Senators urge Trump to maintain RFS point of obligation

By EPM Staff | March 16, 2017

Nearly two dozen U.S. senators have signed a letter advising President Trump not to change the federal biofuels program's longtime compliance protocol.

Sen. Chuck Grassley, R-Iowa, and Sen. Amy Klobuchar, D-Minn., today led 23 senators in a bipartisan letter urging President Trump to maintain the Renewable Fuels Standard’s point of obligation and reject proposed changes that, they say, would upend the current system.

“We believe such changes are unwarranted and indefensible,” the senators wrote to Trump. “We appreciate the commitment you have made to support the RFS. We strongly urge you to steer clear of administrative changes to the policy that would undermine the program and run contrary to your goals of promoting domestic energy independence and more choices at the pump. We look forward to working with you to ensure the RFS continues to provide the stability and predictability that is creating jobs and economic growth across the country.”

The senators outlined the detrimental effects of changing the point of obligation from refiners to blenders, marketers or retailers, as one prominent refiner is suggesting. The letter said shifting the point of obligation would give refiners little incentive to produce necessary fuel blends, making it difficult for downstream entities to comply.

Changing the point of obligation also would “result in a massive, costly, time-consuming shift in compliance” because small businesses, especially in rural areas, lack the resources needed to comply. Administration of the program would become complicated and “unnecessarily result in significant uncertainty and market disruptions,” the senators wrote.

Such a change is widely opposed—by fuel marketers, retailers, truck stop operators, petroleum producers and renewable fuel producers—because of the added complexity and the undermining of investments that businesses have made to comply, the senators wrote. “The overwhelming majority of transportation fuel market participants oppose any change to the point of obligation because it would cause massive disruptions and could lead to higher prices for consumers,” the letter states.

Responding to the letter immediately, Brooke Coleman, executive director of the Advanced Biofuels Business Council, said, “We applaud champions in the Senate for rallying against changes to the RFS that would harm consumers, threaten the growth of U.S. biofuels and jeopardize investments in clean, American energy."

Coleman continued, "The RFS has worked effectively for more than 11 years to foster market access for homegrown biofuels, and efforts to rewrite the point of obligation are categorically opposed by a broad coalition of biofuel producers, retailers, consumers, and other market participants. Restructuring the program would halt any progress under the RFS, creating regulatory chaos for retailers and dragging down economic growth in rural America.”

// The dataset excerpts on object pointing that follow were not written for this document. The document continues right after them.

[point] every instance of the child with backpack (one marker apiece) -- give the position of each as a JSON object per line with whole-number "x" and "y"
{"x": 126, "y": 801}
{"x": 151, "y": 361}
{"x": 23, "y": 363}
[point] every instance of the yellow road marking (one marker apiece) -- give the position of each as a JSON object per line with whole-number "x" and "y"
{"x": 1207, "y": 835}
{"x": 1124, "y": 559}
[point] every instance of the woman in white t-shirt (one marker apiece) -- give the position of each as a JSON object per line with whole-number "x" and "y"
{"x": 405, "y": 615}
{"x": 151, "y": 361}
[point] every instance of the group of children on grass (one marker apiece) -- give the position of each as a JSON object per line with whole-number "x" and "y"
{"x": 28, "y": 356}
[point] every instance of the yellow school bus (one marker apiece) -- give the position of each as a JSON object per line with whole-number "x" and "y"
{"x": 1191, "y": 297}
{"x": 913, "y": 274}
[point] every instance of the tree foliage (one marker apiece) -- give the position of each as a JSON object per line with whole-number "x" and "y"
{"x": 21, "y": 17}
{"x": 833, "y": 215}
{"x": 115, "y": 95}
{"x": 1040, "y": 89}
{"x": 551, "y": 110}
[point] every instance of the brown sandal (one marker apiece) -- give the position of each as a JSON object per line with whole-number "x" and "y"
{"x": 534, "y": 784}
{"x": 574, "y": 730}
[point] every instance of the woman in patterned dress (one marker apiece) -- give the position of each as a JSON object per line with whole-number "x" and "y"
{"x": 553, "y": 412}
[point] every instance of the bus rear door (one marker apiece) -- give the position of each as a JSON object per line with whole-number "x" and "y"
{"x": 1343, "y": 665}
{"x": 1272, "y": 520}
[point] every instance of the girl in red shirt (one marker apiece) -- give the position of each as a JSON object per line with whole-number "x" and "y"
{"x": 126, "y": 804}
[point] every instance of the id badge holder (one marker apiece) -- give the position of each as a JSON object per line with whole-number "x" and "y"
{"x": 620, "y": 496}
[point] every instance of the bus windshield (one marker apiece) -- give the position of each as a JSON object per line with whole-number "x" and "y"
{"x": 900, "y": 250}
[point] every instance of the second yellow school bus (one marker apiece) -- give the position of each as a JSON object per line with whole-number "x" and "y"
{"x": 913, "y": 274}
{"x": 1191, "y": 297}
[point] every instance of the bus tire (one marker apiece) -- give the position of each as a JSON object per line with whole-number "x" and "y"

Growth Energy CEO Emily Skor issued the following statement in response to the letter: 

“Growth Energy thanks Sen. Grassley, Sen. Klobuchar, and the other 21 senators leading this important effort to support the Renewable Fuel Standard, the nation’s most successful energy policy. The point of obligation is a vital component of the RFS and is working as intended to make sure that consumers have a choice of fuel at the gas pump. Growth Energy has consistently opposed any change in the point of obligation.

“The fact is, shifting the point of obligation from refiners and importers to fuel marketers, convenience stores, railroads, truck stops and trucking companies, and even consumer service companies like FedEx and UPS, would throw the RFS into chaos. A change would immediately trigger long and complicated rulemaking that would take years to complete. It would create long-term uncertainty in the entire marketplace and reduce consumer choice at the gas pump by removing the economic incentive for retailers to offer higher biofuel blends, ultimately raising prices on consumers.

“The vast majority of the industry remains united in its opposition to any change to the point of obligation. An America-first energy policy means American consumers can access cleaner, more affordable biofuel options at every gas station nationwide. This is an issue where there is no room to equivocate or barter – preserving the point of obligation is essential to maintaining a strong RFS and growing ethanol demand in the U.S.

“We stand proudly with these 23 senators in opposition to this change and will continue to fight for the ethanol industry and rural America.”